Never underestimate the power of a story.
This year, more people will visit the California Wine Country than will visit Disneyland.
How a 20-mile stretch along Napa Valley’s Highway 29 went from being a non-descript region of 25 wineries, a few dozen vineyards and a handful of sleepy agricultural towns 40 years ago to become California’s #1 tourist draw today is truly amazing. Even more amazing when you consider the products sold there are available at just about any major supermarket in the country. No $15 sandwiches or two-hour crawls on an over-crowded highway required.
But the success of the Wine Country isn’t about the wine. It’s about the story behind the wine. When you stop at a winery visitor’s center, you’re treated to more than a few sips of the latest petite syrah release. You get a story to take home with you. You get to see where the wine is made. You get to touch the vines that give life to the grapes. You get the sights, smells and views of the tasting room. You hear the stories of how the wines are made, where the grapes are sourced, and if you’re fortunate enough, might even get a chance to shake hands with the winemaker. And when you head home with that case of Grgich Hills late harvest Chardonnay, you have more to share with your friends and family than wine. You have a complete story.
Try getting that at your neighborhood Safeway.
Developing a complete story around your product is the best way to build a community of fans.
A company that was totally built around a story was the retailer Banana Republic. Mel and Patricia Ziegler started the retailer as a mail order company of military surplus items back in 1978. Mel, a writer, and Patricia, an artist, self-published their own catalogues, and pioneered the concept of “armchair adventure,” creating stories around every item they sold. These extreme tales of adventure from the Amazon rain forest or the desolate Australian outback added life to the military jackets, crew socks and pith helmets they had for sale. The hand-illustrated catalog, stapled together on the Zieglers’ kitchen table in Mill Valley, California, soon drew scores of followers, and by 1983 the business had grown so large, the Zieglers sold out to The Gap.

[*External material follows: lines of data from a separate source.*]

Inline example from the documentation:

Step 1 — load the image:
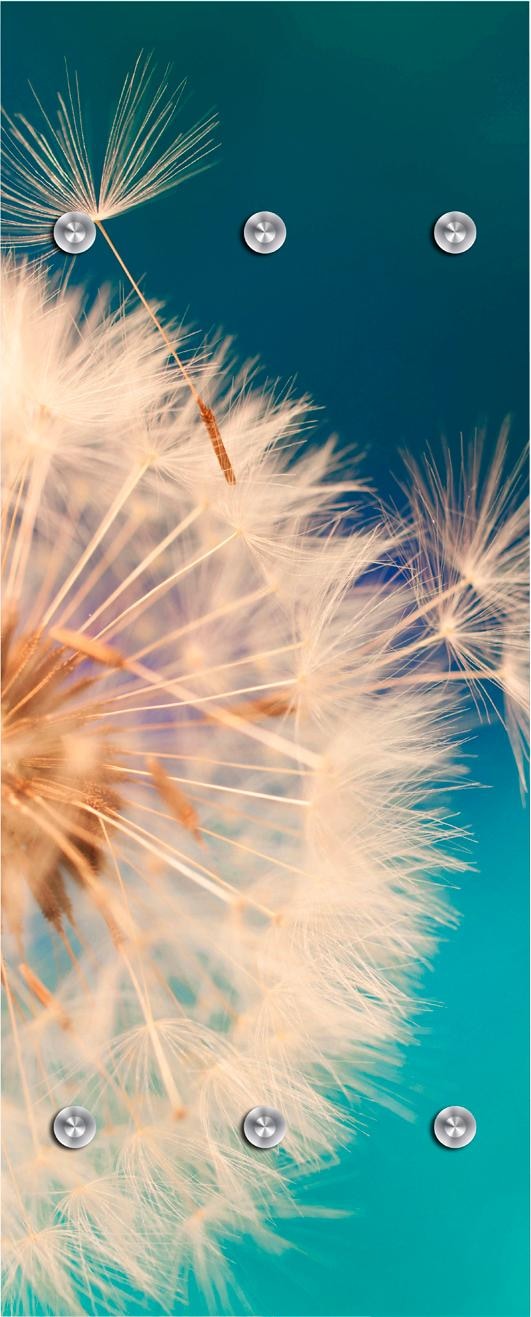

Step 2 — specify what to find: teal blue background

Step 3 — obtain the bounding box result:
[4,3,528,1317]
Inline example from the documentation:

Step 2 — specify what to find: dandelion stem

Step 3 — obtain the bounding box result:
[96,220,236,485]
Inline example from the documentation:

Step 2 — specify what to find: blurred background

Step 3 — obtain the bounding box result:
[3,0,528,1317]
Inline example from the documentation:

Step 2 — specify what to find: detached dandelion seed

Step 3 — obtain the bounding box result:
[3,65,527,1313]
[3,55,235,483]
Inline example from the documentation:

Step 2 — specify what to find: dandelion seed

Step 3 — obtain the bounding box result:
[3,221,524,1313]
[3,55,235,483]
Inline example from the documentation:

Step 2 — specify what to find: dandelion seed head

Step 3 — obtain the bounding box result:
[3,95,526,1313]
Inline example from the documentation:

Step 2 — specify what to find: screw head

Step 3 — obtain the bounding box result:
[244,1106,286,1148]
[54,211,96,255]
[244,211,286,255]
[433,1106,477,1148]
[54,1106,96,1148]
[433,211,477,255]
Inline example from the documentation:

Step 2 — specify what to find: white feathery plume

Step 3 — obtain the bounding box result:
[3,56,526,1313]
[3,55,235,483]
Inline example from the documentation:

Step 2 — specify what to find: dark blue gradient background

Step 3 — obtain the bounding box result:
[4,3,528,1317]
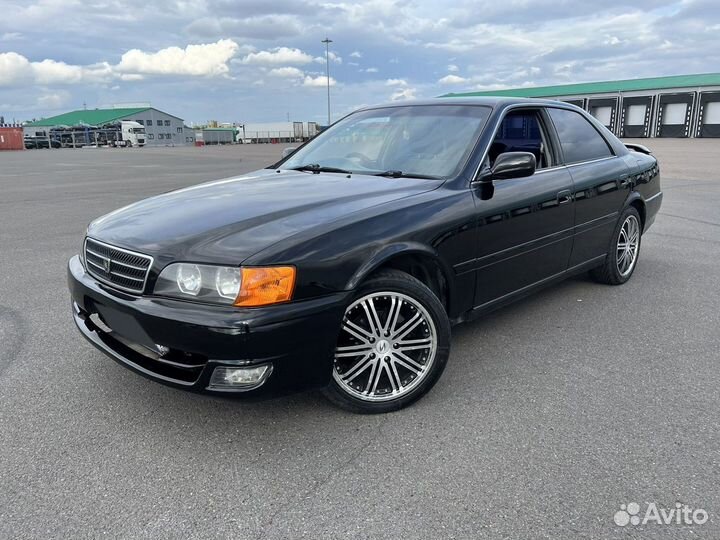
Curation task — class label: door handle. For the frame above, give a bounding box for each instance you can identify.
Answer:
[558,189,572,204]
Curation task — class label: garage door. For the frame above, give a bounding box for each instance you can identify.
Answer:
[655,92,696,137]
[697,92,720,137]
[588,98,618,133]
[619,96,654,137]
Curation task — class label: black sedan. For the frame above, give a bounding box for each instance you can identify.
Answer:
[68,98,662,412]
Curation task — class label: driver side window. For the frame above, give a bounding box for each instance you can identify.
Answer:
[488,111,552,170]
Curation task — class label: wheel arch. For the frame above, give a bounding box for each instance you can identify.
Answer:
[625,191,647,232]
[346,243,453,314]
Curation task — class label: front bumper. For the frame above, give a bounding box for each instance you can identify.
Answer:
[68,256,349,396]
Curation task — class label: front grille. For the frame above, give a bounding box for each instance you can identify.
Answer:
[85,238,153,293]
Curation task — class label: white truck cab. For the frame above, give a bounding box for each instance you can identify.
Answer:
[120,120,145,146]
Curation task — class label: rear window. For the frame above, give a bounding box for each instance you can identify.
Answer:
[548,108,613,163]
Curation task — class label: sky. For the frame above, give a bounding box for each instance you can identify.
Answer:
[0,0,720,124]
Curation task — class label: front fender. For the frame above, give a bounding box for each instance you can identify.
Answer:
[345,242,448,290]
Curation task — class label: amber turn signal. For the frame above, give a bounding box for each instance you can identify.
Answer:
[235,266,295,307]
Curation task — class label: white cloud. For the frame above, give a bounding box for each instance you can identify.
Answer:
[438,75,468,84]
[116,39,239,76]
[0,39,238,86]
[303,75,337,86]
[268,67,305,79]
[31,59,83,85]
[37,90,72,110]
[390,88,417,101]
[313,51,342,64]
[0,52,33,86]
[242,47,313,65]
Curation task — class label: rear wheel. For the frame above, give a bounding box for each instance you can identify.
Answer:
[590,206,642,285]
[324,270,450,413]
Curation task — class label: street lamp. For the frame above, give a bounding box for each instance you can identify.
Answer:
[320,38,332,126]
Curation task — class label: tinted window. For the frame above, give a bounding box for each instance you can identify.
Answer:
[282,105,490,178]
[488,111,548,169]
[548,109,612,163]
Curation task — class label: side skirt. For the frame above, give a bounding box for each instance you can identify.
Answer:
[450,254,607,325]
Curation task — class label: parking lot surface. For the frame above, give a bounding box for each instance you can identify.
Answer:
[0,139,720,539]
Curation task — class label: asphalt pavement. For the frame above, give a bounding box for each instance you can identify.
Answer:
[0,139,720,539]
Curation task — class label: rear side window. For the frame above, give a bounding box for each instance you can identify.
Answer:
[548,108,613,163]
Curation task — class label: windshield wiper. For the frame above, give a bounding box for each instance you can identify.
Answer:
[372,170,440,180]
[289,163,352,174]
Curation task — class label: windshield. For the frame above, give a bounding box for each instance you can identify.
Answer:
[280,105,490,178]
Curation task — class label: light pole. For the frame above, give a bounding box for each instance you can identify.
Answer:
[320,37,332,126]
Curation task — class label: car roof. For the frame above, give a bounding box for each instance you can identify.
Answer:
[360,96,575,110]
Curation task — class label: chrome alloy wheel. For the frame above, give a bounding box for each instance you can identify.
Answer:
[333,292,437,401]
[617,215,640,277]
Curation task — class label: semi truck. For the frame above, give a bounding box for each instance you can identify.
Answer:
[120,120,145,146]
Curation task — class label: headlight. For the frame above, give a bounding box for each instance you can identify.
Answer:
[155,263,295,307]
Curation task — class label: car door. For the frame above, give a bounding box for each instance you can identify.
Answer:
[474,108,574,308]
[547,107,631,267]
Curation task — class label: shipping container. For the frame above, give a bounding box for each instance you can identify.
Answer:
[0,127,25,150]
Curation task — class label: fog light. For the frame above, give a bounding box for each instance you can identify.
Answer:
[210,364,272,390]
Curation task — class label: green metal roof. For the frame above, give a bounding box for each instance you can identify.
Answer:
[440,73,720,98]
[26,107,150,127]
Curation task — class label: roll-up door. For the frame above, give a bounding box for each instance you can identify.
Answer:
[619,96,653,137]
[655,92,696,137]
[588,97,619,133]
[697,92,720,137]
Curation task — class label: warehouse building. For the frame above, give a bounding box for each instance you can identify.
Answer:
[443,73,720,137]
[24,106,187,146]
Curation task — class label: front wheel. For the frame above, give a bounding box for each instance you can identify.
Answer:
[324,270,450,413]
[590,206,642,285]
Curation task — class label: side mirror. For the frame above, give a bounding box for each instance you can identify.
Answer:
[486,152,536,180]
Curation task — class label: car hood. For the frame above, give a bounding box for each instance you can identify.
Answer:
[88,169,440,264]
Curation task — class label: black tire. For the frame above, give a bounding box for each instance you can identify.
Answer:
[323,270,450,414]
[590,206,642,285]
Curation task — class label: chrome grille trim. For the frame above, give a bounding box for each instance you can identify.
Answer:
[83,237,153,294]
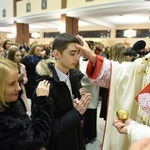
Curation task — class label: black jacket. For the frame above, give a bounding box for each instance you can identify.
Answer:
[36,60,85,150]
[0,96,53,150]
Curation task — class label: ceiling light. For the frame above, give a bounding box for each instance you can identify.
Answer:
[123,29,136,38]
[31,32,40,38]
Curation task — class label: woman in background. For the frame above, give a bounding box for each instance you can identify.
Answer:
[0,58,53,150]
[7,45,30,111]
[21,44,42,99]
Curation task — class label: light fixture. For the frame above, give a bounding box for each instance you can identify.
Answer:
[6,33,15,39]
[123,29,136,38]
[31,32,40,38]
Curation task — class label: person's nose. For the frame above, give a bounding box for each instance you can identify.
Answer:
[16,82,21,91]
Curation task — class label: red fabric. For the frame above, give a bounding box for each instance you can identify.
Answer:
[86,55,104,79]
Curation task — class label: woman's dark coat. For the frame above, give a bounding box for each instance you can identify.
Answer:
[0,96,53,150]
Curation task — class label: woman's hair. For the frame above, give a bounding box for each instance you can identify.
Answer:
[109,43,129,63]
[3,40,11,49]
[7,45,19,62]
[0,58,18,111]
[26,44,39,56]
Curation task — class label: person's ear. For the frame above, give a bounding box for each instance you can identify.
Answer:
[52,50,60,59]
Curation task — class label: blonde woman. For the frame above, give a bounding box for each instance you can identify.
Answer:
[0,58,53,150]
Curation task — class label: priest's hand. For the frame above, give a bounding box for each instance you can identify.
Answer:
[129,138,150,150]
[73,93,91,115]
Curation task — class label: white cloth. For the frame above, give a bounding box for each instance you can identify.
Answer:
[127,121,150,143]
[55,67,74,100]
[88,54,150,150]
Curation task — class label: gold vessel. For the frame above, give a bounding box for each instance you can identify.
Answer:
[116,109,129,120]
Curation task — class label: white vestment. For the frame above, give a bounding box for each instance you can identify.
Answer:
[87,54,150,150]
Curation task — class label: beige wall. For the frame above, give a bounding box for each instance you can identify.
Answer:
[67,0,122,8]
[0,0,14,17]
[17,0,61,17]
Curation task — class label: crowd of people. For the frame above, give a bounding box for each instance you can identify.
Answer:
[0,33,150,150]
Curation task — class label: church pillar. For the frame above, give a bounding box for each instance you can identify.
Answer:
[60,0,78,35]
[14,21,29,44]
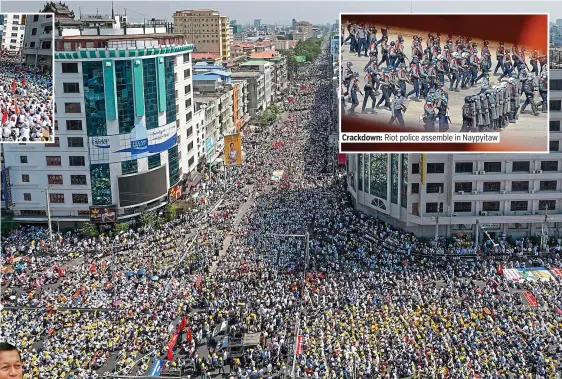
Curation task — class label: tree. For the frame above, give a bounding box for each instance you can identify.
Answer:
[80,222,99,237]
[140,211,158,227]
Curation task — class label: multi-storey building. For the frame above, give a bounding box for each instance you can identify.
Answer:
[347,52,562,242]
[174,9,230,61]
[0,34,192,227]
[0,13,26,54]
[23,14,54,69]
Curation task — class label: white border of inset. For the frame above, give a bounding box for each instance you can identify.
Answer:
[338,12,550,154]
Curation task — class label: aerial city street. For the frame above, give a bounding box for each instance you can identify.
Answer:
[0,2,562,379]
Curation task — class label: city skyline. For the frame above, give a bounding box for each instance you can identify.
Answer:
[0,1,562,25]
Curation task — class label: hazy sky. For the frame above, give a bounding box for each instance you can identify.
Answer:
[0,0,562,27]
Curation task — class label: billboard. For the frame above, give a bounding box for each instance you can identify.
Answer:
[2,167,14,208]
[88,121,178,164]
[117,166,168,207]
[224,134,242,167]
[90,205,117,224]
[168,185,181,203]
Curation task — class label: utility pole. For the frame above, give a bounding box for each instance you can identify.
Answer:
[41,185,53,241]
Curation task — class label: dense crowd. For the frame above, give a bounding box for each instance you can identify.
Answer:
[0,56,54,142]
[0,36,562,379]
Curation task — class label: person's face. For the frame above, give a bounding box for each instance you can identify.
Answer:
[0,350,23,379]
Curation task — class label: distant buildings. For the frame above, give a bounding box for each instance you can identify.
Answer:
[174,9,231,61]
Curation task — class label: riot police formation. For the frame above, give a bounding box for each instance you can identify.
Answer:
[342,25,548,132]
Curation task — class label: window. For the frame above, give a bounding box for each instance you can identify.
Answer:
[541,161,558,171]
[484,162,502,172]
[49,193,64,204]
[425,203,443,213]
[511,201,529,212]
[482,201,500,212]
[72,193,88,204]
[425,183,445,193]
[455,162,474,173]
[427,163,445,174]
[62,63,78,74]
[68,137,84,147]
[454,201,472,212]
[47,175,63,184]
[455,182,472,192]
[511,181,529,192]
[66,120,82,130]
[62,83,80,93]
[483,182,501,192]
[541,180,556,191]
[511,161,531,172]
[70,175,86,185]
[45,157,61,166]
[68,155,86,166]
[539,200,556,211]
[64,103,82,113]
[45,137,60,147]
[549,79,562,91]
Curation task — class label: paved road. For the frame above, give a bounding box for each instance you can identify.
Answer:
[340,30,548,152]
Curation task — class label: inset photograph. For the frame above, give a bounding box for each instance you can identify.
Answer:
[0,13,54,143]
[340,14,548,153]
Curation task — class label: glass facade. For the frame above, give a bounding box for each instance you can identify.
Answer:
[115,60,135,134]
[82,61,107,137]
[164,57,176,124]
[90,163,113,205]
[148,153,160,170]
[168,145,180,187]
[370,154,388,200]
[390,154,400,204]
[357,154,363,191]
[142,58,158,130]
[400,154,408,208]
[121,159,139,175]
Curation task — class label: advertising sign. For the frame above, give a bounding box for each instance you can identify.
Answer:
[2,167,14,208]
[224,134,242,167]
[90,205,117,224]
[168,185,181,203]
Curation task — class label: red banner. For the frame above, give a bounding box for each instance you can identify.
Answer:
[523,291,539,307]
[338,154,346,166]
[297,336,304,355]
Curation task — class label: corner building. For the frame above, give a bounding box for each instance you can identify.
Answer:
[4,34,198,226]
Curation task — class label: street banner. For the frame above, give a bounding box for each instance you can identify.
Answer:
[224,134,242,167]
[148,358,166,376]
[523,291,539,307]
[503,268,523,282]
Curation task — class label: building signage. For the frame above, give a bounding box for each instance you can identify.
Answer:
[90,205,117,224]
[2,167,14,208]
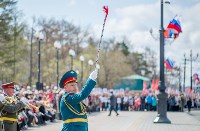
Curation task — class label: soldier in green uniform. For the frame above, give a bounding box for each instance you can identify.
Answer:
[0,94,5,131]
[1,82,28,131]
[59,69,98,131]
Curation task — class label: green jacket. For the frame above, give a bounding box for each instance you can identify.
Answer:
[0,101,4,131]
[1,101,26,131]
[60,79,96,131]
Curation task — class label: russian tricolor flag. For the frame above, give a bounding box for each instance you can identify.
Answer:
[167,17,182,34]
[193,73,199,81]
[165,58,174,70]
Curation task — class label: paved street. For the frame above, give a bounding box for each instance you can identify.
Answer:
[29,111,200,131]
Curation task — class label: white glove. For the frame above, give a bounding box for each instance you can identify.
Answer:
[0,94,5,102]
[89,68,98,81]
[20,97,28,104]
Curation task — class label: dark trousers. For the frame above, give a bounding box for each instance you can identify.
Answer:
[109,106,118,116]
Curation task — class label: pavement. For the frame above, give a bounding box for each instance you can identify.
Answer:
[28,110,200,131]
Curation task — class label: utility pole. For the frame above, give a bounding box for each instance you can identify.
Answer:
[184,50,199,90]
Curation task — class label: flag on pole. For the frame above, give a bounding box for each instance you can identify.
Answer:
[151,79,155,91]
[193,73,199,81]
[164,16,182,39]
[142,81,148,94]
[165,58,174,70]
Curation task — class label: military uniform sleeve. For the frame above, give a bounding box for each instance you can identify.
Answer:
[0,101,4,111]
[3,101,26,113]
[65,79,96,105]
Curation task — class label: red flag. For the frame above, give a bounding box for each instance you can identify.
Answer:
[142,81,148,94]
[103,6,108,16]
[151,79,155,91]
[189,88,193,94]
[154,79,159,91]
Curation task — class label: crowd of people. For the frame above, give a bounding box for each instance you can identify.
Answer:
[0,83,200,129]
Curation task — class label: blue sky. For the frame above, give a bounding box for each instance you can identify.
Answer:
[18,0,200,85]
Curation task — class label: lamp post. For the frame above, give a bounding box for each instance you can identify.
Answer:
[96,64,100,85]
[29,27,34,87]
[154,0,171,123]
[79,55,85,87]
[88,60,94,71]
[69,49,76,70]
[36,32,44,90]
[54,41,61,120]
[54,41,61,87]
[184,50,199,90]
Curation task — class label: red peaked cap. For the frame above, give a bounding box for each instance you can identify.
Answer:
[2,82,15,89]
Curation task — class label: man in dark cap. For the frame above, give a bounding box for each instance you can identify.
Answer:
[108,92,119,116]
[59,69,98,131]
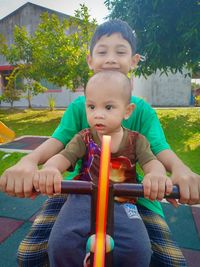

Is there a story to be told about your product or service? One that people would be interested in, that is relevant to what they are looking for, one that would give them a reason to pass it on? Stories are the way to break through the veneer of resistance and to get to the feeling level.
As the saying goes, your customer may forget what you say, he may forget what you did, but he’ll never forget what you made him feel.